DH 2019 – Joey Stanley

At the Digital Humanities 2019 conference in Utrecht, the Netherlands, I presented with Bill Kretzschmar on ways to visualize a lot of phonetic data.

The Gazetteer of Southern Vowels

The first half of the presentation was essentially me showcasing the Gazetteer of Southern Vowels (or GSV), a website I created in Shiny to help visualize 1.3 million acoustic measurements from the Digital Archive of Southern Speech.The full web address is http://lap3.libs.uga.edu/ u/jstanley/vowelcharts/, but I’ve got a redirect at joeystanley.com/gsv that’s easier to type. In the talk I spend most of the time in the “Vowel Plot Comparison” tab (below) and show how you can interact with the data.

First, you can subset the data by demographic factors. The Speaker Selection tab has menu items for speakers’ sex, age, ethnicity, home state, social class, and a couple other variables. When you select one or more of these, the plot automatically updates to reflect that subset.

You can also subset the data by linguistic factors. In the Words tab, you’ll see that a list of stopwords is displayed and that those are excluded by default. You can add to or remove words from that stoplist, or switch it so display only those words (or some other set of words like numbers or colors).

In the Vowels tab, you’ve got a whole bunch of options. First, you can choose what vowel is being displayed, what kind of stress it can have, and what its phonetic environment is(based on following segment only). There are some methodological choices too, like ways of filtering and normalizing the data. You can also choose what transcription system is being used.

Then, there are ways for you to customize the plot. The Plot Style tab as four main options (points, ellipses, means, and words), that act independently with their own controls for size and opacity. So if you want means and ellipses but no dots, you can do that. If you want to display the words themselves, but in a small font and transparent, be my guest.

The Plot Customization tab lets you change things like the zoom, axes, aspect ratio, and (some control over) colors. I’m hoping to add more options to this tab in the future. With these two tabs, I feel like you can make a lot of very different plots, all based on the same data, which is pretty cool.

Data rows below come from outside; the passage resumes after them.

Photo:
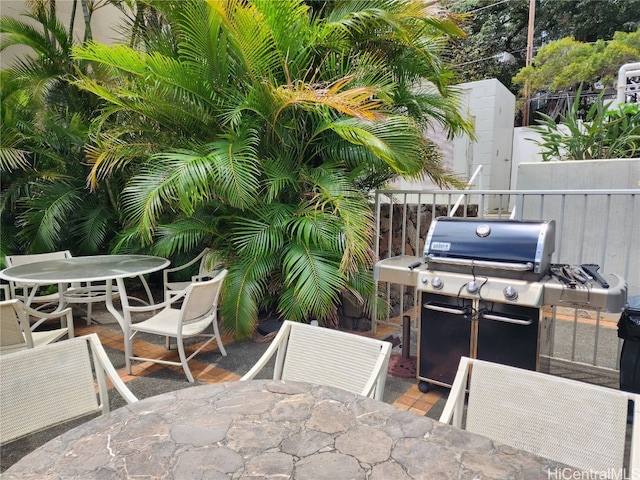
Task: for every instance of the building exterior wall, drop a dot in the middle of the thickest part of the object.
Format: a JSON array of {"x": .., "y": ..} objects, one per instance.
[{"x": 104, "y": 24}]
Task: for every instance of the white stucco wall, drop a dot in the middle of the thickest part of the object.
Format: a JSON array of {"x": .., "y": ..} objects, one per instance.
[
  {"x": 599, "y": 229},
  {"x": 104, "y": 24},
  {"x": 491, "y": 106}
]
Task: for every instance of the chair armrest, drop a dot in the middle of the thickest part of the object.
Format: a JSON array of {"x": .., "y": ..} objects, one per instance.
[
  {"x": 167, "y": 271},
  {"x": 455, "y": 403},
  {"x": 157, "y": 306},
  {"x": 269, "y": 352}
]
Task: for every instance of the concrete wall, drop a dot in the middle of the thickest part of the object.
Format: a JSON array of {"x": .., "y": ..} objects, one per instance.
[
  {"x": 104, "y": 24},
  {"x": 491, "y": 107},
  {"x": 597, "y": 228}
]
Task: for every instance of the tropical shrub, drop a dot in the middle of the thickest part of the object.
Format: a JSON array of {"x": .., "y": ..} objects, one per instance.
[
  {"x": 597, "y": 134},
  {"x": 258, "y": 128},
  {"x": 44, "y": 128}
]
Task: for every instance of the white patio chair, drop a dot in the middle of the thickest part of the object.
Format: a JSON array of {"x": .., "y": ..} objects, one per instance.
[
  {"x": 198, "y": 311},
  {"x": 205, "y": 272},
  {"x": 572, "y": 422},
  {"x": 327, "y": 357},
  {"x": 17, "y": 333},
  {"x": 45, "y": 386}
]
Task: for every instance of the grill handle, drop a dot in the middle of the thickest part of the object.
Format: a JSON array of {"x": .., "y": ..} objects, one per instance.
[
  {"x": 519, "y": 267},
  {"x": 438, "y": 308},
  {"x": 500, "y": 318}
]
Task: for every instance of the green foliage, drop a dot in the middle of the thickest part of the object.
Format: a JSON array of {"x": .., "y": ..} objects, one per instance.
[
  {"x": 564, "y": 64},
  {"x": 258, "y": 128},
  {"x": 603, "y": 133},
  {"x": 44, "y": 128},
  {"x": 494, "y": 27}
]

Finally, the Download Options is the newest tab. You could always take a screenshot, but you’re limited to how your web browser displays the image and your computer’s screensize. In this tab, you can set the height, width, quality, and format, so you can make publication-quality images. In fact, the plots in this blog post were all created using this download button, so you can recreate them yourself!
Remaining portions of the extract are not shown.